Centre for Multi-Dimensional Data Visualisation (MuViSU) muvisu@sun.ac.za
SASA 2024
Introduction
The biplotEZ package aims to provide users with EZier software to construct biplots.
What is a biplot?
Visualisation of multi-dimensional data in 2 or 3 dimensions.
A brief history of biplots and biplotEZ.
History (1)
1971
Gabriel, K.R., The biplot graphic display of matrices with application to principal component analysis. Biometrika, 58(3), pp.453-467.
1976
Prof Niël J le Roux presents a seminar on biplots.
History (2)
1996
John Gower publish Biplots with David Hand.
Prof le Roux introduces a Masters module on Biplots (Multidimensional scaling).
Rika Cilliers obtains her Masters on biplots for socio-economic progress under Prof le Roux.
1997
SASA conference paper: S-PLUS FUNCTIONS FOR INTERACTIVE LINEAR AND NON-LINEAR BIPLOTS by SP van Blerk, NJ le Roux & S Gardner.
History (3)
2001
Sugnet Gardner (Lubbe) obtains her PhD on biplots under Prof le Roux.
Louise Wood obtains her Masters on biplots for socio-economic development under Prof le Roux.
2003: Adele Bothma obtains her Masters on biplots for school results under Prof le Roux.
2007: Idele Walters obtains her Masters on biplots for exploring the gender gap under Prof le Roux.
2008: Ryan Wedlake obtains his Masters on robust biplots under Prof le Roux.
History (4)
2009
BiplotGUI for Interactive Biplots, Anthony le Grange.
2010: André Mostert obtains his Masters on biplots in industry under Prof le Roux.
2011
John Gower, Sugnet Lubbe and Niël le Roux publish Understanding Biplots.

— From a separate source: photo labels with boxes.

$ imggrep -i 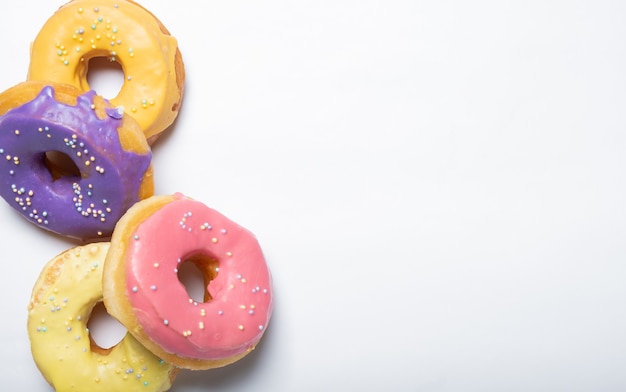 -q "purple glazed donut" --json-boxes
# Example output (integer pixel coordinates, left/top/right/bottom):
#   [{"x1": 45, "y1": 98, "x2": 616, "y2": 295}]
[{"x1": 0, "y1": 82, "x2": 154, "y2": 239}]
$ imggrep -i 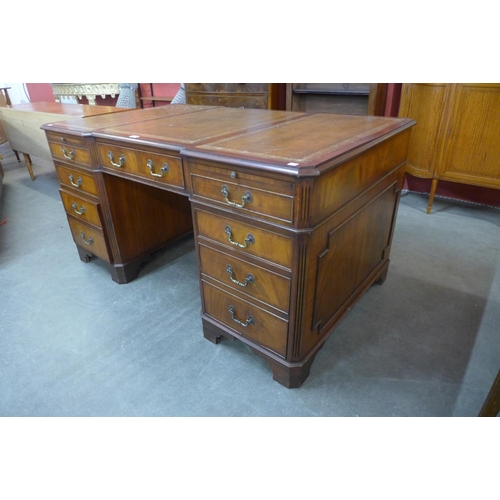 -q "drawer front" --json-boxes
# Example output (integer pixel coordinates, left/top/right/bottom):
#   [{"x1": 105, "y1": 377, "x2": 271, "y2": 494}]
[
  {"x1": 195, "y1": 210, "x2": 293, "y2": 269},
  {"x1": 185, "y1": 83, "x2": 269, "y2": 94},
  {"x1": 203, "y1": 282, "x2": 288, "y2": 357},
  {"x1": 49, "y1": 142, "x2": 90, "y2": 166},
  {"x1": 59, "y1": 190, "x2": 102, "y2": 228},
  {"x1": 68, "y1": 217, "x2": 110, "y2": 262},
  {"x1": 189, "y1": 164, "x2": 294, "y2": 223},
  {"x1": 56, "y1": 164, "x2": 97, "y2": 196},
  {"x1": 99, "y1": 144, "x2": 185, "y2": 189},
  {"x1": 45, "y1": 131, "x2": 86, "y2": 149},
  {"x1": 186, "y1": 94, "x2": 267, "y2": 109},
  {"x1": 199, "y1": 245, "x2": 290, "y2": 314}
]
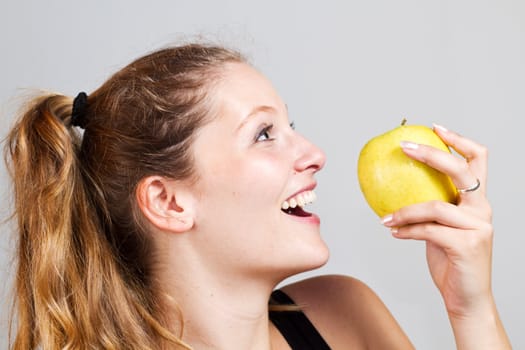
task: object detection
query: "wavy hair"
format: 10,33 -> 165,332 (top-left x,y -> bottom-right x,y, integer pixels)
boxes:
5,44 -> 244,350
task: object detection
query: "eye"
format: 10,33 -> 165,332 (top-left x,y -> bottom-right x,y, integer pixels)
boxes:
255,124 -> 273,142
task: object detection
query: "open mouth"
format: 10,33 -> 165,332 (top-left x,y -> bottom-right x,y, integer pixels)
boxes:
281,191 -> 317,217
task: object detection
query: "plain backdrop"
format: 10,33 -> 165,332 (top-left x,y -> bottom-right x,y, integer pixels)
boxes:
0,0 -> 525,350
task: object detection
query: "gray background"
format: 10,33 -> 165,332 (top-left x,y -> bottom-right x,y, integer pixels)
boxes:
0,0 -> 525,349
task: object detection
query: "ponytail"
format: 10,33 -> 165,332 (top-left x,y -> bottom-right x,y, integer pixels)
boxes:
5,94 -> 187,350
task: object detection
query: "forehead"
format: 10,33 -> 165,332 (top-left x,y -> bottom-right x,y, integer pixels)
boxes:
215,63 -> 284,116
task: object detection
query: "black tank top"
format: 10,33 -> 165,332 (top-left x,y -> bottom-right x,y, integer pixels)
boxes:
270,290 -> 330,350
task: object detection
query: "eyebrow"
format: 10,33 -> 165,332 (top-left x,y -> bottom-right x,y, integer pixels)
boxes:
237,105 -> 277,130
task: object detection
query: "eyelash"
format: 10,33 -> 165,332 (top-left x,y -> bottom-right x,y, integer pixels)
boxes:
255,124 -> 273,142
255,122 -> 295,142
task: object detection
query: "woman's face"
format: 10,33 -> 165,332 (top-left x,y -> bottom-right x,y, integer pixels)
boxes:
188,63 -> 328,278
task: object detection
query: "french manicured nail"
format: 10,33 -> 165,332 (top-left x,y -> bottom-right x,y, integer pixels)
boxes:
400,141 -> 419,149
381,214 -> 394,226
432,123 -> 448,132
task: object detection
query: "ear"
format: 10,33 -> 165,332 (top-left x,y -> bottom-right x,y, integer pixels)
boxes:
136,176 -> 194,233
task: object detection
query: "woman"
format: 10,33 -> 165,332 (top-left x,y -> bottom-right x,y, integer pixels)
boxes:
6,45 -> 510,349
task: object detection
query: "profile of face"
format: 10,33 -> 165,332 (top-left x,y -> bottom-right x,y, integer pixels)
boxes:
184,63 -> 328,278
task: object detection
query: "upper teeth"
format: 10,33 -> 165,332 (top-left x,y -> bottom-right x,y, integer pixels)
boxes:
281,191 -> 317,210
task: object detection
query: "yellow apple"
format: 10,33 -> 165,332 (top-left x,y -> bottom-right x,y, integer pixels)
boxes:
357,120 -> 457,217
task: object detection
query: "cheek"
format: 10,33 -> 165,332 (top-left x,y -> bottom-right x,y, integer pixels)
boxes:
203,156 -> 287,214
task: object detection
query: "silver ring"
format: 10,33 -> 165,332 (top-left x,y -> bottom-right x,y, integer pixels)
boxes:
458,179 -> 481,193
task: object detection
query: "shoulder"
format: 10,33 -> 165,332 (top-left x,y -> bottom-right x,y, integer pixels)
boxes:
281,275 -> 413,349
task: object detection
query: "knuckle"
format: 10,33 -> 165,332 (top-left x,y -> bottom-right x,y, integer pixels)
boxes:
478,145 -> 489,159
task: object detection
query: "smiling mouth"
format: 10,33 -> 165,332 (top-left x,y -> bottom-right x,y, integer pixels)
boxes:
281,191 -> 317,217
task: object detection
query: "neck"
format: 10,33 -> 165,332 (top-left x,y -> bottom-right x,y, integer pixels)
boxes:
155,242 -> 277,350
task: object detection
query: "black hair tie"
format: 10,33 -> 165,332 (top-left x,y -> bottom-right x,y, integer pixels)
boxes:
71,92 -> 88,129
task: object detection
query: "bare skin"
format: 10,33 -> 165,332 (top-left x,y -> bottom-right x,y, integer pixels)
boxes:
137,64 -> 511,350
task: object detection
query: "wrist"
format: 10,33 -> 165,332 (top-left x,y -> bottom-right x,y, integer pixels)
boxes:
448,299 -> 511,350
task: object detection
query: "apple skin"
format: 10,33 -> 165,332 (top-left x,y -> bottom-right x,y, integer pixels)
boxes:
357,123 -> 457,217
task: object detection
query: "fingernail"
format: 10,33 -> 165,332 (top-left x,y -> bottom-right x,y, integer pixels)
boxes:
432,123 -> 448,132
400,141 -> 419,149
381,214 -> 394,226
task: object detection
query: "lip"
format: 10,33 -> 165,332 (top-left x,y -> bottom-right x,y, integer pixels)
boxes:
285,181 -> 317,201
283,213 -> 321,226
283,181 -> 321,226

R package UBbipl developed with the book, but never published.
History (5)
2013: Hilmarie Brand obtains her Masters on PCA and CVA biplots under Prof le Roux.
2014: Opeoluwe Oyedele obtains her PhD on Partial Least Squares biplots under Sugnet Lubbe.
2015: Ruan Rossouw obtains his PhD on using biplots for multivariate process monitoring under Prof le Roux.
2016: Ben Gurr obtains his Masters on biplots for crime data under Prof le Roux.
2019
Johané Nienkemper-Swanepoel obtains her PhD on MCA biplots under Prof le Roux and Sugnet Lubbe.
Carel van der Merwe obtains his PhD using biplots. Carel supervises 4 Master’s projects on biplots.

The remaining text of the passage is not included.